The Character of a Christian (Part 5)

Borrowed Truths

The Character of a Christian (Part 5)

Selflessness is the absence of self-will, but this lack of self-will must be filled by something, something or someone we would esteem as better than ourselves, more knowledgeable, wiser, more worthy than we value ourselves.

I would like to contend that perhaps the most difficult person I have ever had to try to get along with, the most selfish person I have ever met, is myself. Can you honestly say this about yourself, or did you have someone else in mind as you read those first few words. It seems as if we, and I will include myself in this statement can, as it were, at the drop of a hat, find something amiss, something wrong, with nearly everyone we know and meet. ‘Why did they do that’ or ‘why did they say that,’ “it isn’t what I would have done.”

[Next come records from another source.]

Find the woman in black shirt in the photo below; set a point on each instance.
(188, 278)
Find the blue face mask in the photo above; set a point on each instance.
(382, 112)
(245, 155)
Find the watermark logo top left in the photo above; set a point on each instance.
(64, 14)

“Whosever he be of you that forsakes not all that he has, he cannot be my disciple.” (Luke 14:33) Not some of what he has, or part of who he is, but all, everything that we love, want, have or desire must be placed at the feet of Jesus. The incredible blessings He has to offer to those that are willing to “die to self” (Gal.2:20) cannot be comprehended in this life, and so, “The just will live by faith.” (Rom. 1:17)

I have found though an impossible task in the flesh, to not use the word ‘I’ or myself, for in many normal conversations this would leave others confused as to the meaning of the words and thoughts we would try to convey. To always quote Scripture for an answer though, something I did for a period of time, until a wiser brother in Christ corrected me, comes across as pious at best, and can lead to the sin of vanity. Myself, yourself, me, my, the words that point at us seem to be everywhere at times, but this is not the context I am trying to convey here, these words are only a subterfuge for a deeper problem that needs to be addressed in nearly every believer almost every day.

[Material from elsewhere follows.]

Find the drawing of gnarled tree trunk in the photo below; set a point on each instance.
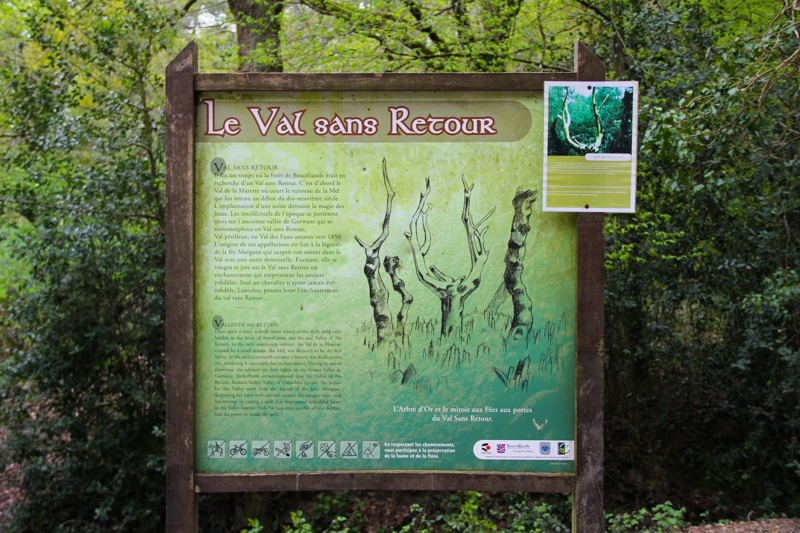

Selfishness is a by-product of pride, along with haughtiness, vanity and boasting, these all lead to a path that is devoid of any of the fruits of the Spirt. Eventually, selfishness will be followed by strife, and then hatred, it is inevitable, for the further we search within ourselves for completeness, the further we fall form the Grace of God. Selfishness say’s “it’s mine and you can’t have it,” and it is one of the deepest, ingrained effects of the fall of Adam in us. Put a toy between two toddlers and you will understand the truth of these words, for the battle of “it’s mine” will begin.

It is impossible to “love your neighbor as yourself” (Lev. 19:17-18) if ‘your-self’ is more important than anyone else; it is unthinkable for us to “always esteem others better than ourselves” (Phil. 2:3) if we are selfish, and we are all that truly matters; “They loved not their lives unto the death” (Rev.12:11) is not speaking of someone who is concerned with themselves.

When Adam looked deeply into Eves eyes the moment before he bit into that fruit, the moment before sin stepped into the world, he thought of self, not of the commandment of God, nor of the possible consequences, but perhaps, of a love that would be lost to him forever, to a loss he did not think he could endure, of self.

Is there a deeper, more profound, heartfelt request from the Father than to die to self, so that He can show us what true love really means. In Bernard of Clairvaux’s book “On Loving God” he states, “The motive for loving God is God Himself, He gives Himself as prize and reward.” “For God so loved the world, He gave…”  One thought has slowly come to me and is continually assisting me in my own personal walk in the area of denying myself for His Glory, and it is this, that God did not make me because He has or had any need of me whatsoever. Very humbling.

“There is a way that seems right unto a man, but the end thereof are the ways of death.” (Prov. 14:12) That way is self, and the Divine can find no resting place in such a man, though he begs, as it were, and pleads with him, this man is important in his own eyes, and that is all that matters to him. “I will” is not “thy will.” A fool in Scripture is a man who orders his life as if there were no God, a man who though he puts some money in the offering plate, or stays at home to watch television, who sings the songs from the hymnal, or drinks till he passes out, is only thinking constantly of what others think of him, is only thinking of self. Reputation is what the world says you are, and self, most generally loves this, for it seeks it every day, and if it is not heard from others, we will tell ourselves the lie. Character is what God knows you are, and if you will listen to His infinite wisdom, self will die willingly, for His love for you and all that is best for you is undeniable.

We cannot do what our merciful Lord is asking us to do, what the Holy Spirit prompts God’s children to do, to die to self, but an obedient servant of Almighty God, will continue to be submissive to His will, and to be examples of our Lord Jesus Christ. Over time you will find that you matter less and He matters more, and then you will start to see all the others around you in a way that perhaps you have not seen them before, in love. Then His joy will be your joy, and your joy will be full.